Eredità.

Stamani portano una cenere.

Ho un orario e so quale impresa funebre la consegnerà.

Appena arrivo al cimitero preparo il ponteggio, quello piccolo. Con Martello e scalpello apro un rettangolo nel loculo in terza fila, grande giusto per fare entrare il contenitore della cremazione.

Per terra appoggiato al muro c’è il marmo, che porta la foto di una signora mora e una data di venti anni fa. Lo hanno tolto ieri due colleghi perché oggi sono da solo non sarei riuscito.

La calce la preparo appena avrò inserito le ceneri, ne servirà poca e l’operazione è veloce.

Ho tempo.

Mentre aspetto faccio le pulizie, che il vento ha riempito i viali di rametti di cipresso e dei suoi frutti, quelle palline di legno che da noi si chiamano coccole.
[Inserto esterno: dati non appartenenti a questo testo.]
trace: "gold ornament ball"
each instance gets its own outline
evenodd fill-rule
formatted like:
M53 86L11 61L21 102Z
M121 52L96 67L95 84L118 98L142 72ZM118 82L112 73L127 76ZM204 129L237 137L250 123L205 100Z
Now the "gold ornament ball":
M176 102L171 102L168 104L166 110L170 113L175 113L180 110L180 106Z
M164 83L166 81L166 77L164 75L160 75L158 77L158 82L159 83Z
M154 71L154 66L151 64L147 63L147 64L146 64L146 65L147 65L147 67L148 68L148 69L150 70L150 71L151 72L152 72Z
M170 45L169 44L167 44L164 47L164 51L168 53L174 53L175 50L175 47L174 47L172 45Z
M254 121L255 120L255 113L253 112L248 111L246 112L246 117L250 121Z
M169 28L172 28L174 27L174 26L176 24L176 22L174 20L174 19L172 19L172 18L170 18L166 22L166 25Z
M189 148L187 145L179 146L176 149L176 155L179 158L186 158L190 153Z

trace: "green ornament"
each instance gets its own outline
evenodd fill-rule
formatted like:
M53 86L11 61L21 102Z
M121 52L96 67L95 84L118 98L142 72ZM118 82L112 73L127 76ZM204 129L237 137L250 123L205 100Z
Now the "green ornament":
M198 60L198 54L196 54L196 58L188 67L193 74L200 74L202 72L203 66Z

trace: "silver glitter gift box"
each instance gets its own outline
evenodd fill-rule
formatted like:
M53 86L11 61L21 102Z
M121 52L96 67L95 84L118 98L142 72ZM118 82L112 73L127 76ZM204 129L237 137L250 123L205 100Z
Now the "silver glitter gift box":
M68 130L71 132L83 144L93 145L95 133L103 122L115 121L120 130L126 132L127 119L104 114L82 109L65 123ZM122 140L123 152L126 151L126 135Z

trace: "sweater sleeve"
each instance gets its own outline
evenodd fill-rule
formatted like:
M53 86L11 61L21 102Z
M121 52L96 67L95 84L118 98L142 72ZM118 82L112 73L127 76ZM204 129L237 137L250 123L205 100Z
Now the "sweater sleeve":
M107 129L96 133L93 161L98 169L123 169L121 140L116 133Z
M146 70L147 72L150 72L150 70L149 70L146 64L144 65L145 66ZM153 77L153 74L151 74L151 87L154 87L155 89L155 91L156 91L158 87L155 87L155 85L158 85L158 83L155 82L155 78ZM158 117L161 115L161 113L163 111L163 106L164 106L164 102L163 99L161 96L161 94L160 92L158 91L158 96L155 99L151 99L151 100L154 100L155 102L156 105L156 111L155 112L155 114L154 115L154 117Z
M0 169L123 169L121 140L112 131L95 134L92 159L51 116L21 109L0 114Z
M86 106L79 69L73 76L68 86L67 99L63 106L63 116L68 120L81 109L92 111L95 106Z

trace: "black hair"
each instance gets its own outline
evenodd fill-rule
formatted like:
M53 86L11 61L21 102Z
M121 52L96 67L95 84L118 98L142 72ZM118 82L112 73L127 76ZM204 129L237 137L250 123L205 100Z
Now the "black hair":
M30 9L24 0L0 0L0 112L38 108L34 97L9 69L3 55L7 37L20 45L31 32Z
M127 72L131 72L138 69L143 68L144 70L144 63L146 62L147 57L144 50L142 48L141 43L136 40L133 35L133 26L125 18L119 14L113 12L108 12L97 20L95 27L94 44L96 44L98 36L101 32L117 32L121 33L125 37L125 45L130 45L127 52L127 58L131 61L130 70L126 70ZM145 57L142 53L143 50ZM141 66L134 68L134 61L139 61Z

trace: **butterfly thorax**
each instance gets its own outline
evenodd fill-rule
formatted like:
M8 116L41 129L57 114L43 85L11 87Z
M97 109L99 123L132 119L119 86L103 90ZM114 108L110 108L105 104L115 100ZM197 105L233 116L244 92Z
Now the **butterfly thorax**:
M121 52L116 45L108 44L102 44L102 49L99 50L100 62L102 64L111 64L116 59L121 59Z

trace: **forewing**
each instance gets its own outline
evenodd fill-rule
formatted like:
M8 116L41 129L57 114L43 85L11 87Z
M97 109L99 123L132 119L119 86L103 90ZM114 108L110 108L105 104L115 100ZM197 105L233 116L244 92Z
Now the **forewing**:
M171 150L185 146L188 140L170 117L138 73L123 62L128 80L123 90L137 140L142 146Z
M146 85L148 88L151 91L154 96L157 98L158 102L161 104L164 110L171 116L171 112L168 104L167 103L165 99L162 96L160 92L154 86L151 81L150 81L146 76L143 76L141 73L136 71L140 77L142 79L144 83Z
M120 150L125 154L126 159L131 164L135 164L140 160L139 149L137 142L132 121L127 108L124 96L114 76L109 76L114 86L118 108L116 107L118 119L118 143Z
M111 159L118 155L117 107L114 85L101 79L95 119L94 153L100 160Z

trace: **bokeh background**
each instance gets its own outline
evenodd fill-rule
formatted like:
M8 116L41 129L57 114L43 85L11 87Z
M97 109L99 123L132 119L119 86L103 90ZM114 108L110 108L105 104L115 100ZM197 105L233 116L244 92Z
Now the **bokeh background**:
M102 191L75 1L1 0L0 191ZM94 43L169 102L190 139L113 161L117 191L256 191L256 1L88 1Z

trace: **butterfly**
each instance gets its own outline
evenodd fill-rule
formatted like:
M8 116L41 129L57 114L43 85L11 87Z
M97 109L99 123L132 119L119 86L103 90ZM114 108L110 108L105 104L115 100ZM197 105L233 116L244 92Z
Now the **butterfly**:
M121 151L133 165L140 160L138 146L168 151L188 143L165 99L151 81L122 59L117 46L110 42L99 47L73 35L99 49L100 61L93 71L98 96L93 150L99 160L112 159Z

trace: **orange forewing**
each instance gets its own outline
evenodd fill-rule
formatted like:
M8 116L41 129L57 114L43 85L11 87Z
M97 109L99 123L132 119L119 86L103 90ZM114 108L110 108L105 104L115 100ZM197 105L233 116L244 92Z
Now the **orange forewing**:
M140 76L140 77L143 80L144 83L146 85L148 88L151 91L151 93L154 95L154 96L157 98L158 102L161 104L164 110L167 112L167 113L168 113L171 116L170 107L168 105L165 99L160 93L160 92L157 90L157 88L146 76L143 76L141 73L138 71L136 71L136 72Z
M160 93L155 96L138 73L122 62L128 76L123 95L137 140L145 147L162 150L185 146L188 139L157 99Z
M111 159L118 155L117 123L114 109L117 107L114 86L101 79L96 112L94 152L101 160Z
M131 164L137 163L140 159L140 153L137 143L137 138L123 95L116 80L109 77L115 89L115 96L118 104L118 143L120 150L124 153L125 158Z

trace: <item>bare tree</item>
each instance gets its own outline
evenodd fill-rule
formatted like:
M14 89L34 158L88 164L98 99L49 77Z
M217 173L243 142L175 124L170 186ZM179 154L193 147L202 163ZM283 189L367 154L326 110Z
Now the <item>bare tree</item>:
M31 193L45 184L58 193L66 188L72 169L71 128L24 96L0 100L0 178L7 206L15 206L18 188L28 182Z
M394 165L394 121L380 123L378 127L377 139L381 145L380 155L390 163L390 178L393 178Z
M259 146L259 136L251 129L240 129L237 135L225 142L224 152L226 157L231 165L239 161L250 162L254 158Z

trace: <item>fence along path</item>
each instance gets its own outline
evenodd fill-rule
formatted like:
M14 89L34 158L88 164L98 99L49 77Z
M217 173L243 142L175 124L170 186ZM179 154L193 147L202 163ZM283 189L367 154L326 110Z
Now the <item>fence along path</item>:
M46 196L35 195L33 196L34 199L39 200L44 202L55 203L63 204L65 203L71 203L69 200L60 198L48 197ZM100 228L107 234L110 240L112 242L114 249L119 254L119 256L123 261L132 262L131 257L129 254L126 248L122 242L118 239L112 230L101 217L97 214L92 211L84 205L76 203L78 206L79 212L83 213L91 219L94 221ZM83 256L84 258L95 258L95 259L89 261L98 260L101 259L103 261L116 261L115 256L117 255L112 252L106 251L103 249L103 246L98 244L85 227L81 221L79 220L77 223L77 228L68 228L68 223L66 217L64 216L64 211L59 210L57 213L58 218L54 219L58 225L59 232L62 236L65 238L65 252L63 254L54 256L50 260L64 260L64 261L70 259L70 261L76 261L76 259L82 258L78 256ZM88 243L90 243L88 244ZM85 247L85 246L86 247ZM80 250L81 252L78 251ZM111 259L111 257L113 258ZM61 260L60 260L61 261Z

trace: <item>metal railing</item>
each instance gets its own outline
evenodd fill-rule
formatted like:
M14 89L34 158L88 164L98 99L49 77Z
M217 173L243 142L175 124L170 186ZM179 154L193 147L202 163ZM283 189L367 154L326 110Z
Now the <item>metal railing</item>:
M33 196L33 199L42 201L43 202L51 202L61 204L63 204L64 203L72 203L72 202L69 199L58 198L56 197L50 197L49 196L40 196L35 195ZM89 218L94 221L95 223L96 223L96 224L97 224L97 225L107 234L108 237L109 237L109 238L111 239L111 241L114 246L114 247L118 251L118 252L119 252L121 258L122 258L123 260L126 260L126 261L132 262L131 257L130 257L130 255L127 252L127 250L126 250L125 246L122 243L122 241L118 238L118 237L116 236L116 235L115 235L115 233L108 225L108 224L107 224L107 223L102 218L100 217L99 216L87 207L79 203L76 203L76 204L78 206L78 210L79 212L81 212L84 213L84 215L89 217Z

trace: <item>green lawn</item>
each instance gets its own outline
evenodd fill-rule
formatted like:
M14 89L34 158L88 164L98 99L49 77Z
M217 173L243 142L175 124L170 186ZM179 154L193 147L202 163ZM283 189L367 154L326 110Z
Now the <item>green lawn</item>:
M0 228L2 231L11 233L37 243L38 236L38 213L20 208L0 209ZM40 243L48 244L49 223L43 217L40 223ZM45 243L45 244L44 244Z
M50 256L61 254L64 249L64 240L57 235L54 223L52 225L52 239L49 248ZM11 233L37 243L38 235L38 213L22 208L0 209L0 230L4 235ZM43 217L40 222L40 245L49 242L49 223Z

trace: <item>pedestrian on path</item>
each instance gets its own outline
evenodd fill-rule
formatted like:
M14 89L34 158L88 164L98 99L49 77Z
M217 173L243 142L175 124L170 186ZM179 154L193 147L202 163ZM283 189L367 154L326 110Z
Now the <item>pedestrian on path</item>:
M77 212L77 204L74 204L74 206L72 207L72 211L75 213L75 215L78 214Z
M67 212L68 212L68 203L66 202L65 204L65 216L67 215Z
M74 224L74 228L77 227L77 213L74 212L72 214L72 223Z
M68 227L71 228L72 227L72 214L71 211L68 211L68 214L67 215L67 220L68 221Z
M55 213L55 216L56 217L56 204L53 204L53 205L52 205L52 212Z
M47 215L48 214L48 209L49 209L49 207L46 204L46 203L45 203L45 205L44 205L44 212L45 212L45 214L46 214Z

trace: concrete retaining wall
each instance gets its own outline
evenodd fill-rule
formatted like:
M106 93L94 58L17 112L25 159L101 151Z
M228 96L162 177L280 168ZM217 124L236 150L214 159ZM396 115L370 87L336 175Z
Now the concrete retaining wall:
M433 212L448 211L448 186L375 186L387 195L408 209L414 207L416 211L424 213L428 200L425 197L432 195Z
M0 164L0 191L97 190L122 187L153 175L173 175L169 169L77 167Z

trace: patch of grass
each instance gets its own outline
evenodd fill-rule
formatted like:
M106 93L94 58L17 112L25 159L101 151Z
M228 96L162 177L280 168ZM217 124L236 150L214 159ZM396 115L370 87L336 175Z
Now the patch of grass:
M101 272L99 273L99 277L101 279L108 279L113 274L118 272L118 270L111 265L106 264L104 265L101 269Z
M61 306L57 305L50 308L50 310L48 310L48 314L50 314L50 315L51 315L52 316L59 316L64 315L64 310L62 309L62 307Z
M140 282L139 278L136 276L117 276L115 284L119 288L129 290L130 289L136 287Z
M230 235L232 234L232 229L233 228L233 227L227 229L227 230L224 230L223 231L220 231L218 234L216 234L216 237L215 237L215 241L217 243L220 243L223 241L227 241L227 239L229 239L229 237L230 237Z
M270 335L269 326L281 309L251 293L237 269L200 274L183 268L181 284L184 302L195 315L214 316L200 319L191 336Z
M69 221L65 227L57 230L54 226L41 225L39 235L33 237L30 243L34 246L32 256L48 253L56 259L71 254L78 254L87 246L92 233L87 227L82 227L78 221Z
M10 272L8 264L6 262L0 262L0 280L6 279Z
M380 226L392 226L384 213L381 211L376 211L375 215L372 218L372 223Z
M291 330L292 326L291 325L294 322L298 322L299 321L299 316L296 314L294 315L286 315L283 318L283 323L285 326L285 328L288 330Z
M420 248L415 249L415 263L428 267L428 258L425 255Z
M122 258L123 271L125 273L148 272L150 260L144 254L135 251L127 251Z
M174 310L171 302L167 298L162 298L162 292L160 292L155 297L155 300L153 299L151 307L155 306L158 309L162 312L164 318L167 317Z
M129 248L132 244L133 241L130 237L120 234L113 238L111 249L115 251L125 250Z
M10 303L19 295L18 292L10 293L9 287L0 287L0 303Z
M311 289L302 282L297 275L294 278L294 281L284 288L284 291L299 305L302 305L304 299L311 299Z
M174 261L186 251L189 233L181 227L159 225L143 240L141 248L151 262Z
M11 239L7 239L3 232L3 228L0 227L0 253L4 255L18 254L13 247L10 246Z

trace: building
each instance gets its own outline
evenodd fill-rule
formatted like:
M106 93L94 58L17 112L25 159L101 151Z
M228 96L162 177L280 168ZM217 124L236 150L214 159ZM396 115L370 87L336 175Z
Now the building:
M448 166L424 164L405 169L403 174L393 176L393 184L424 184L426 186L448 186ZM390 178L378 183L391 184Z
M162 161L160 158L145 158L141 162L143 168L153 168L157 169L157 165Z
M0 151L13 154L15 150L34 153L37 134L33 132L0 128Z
È un nome bellissimo e ora che ci penso, i cipressi tengono i rami così chiusi come se vivessero in un eterno abbraccio.

Rompe i miei pensieri il motore dell’auto funebre che si ferma.

Raggiungo l’ingresso, l’autista è già sceso ma non vedo il bussolotto delle ceneri.

Ci salutiamo e chiedo spiegazioni.

– Non ce l’ho io – mi dice – Stanno arrivando adesso – indica alle nostre spalle.

Un signore anziano scende dall’auto parcheggiata distante. Porta la piccola scatola metallica come fosse un labaro, mi saluta e me la porge sorridendo.

L’autista del carro se ne va.

Controllo i documenti: sono a posto.

Si parla del più e del meno mentre ci avviciniamo, le solite cose.

Poi mi dice che qui non è cambiato niente da quando c’era lui; racconta che è stato il custode di questo cimitero fino a quindici anni fa. Si parla finché non raggiungo il ponteggio.

Salgo sopra, lui mi passa il bussolotto.

– Posso procedere? Vuol dare l’ultimo saluto prima che lo inserisca?

Fa no con la testa.

– Era mio suocero – dice –  Sono anni che vegetava sopra un letto, mi sono rassegnato alla sua perdita.

Forse non passano sei secondi.

È il tempo che mi serve per accendere il pensiero che quest’uomo è da solo al funerale del suocero, guardare la fascetta di alluminio col nome stampato sopra al bussolotto nero, voltarmi verso il marmo e vedere lo stesso cognome inciso in lettere dorate.

Allora mi volto e incontro i suoi occhi densi e rassegnati.

– Eh sì – mi fa – Lei me la sono murata io, almeno mia moglie l’ho salutata come si deve.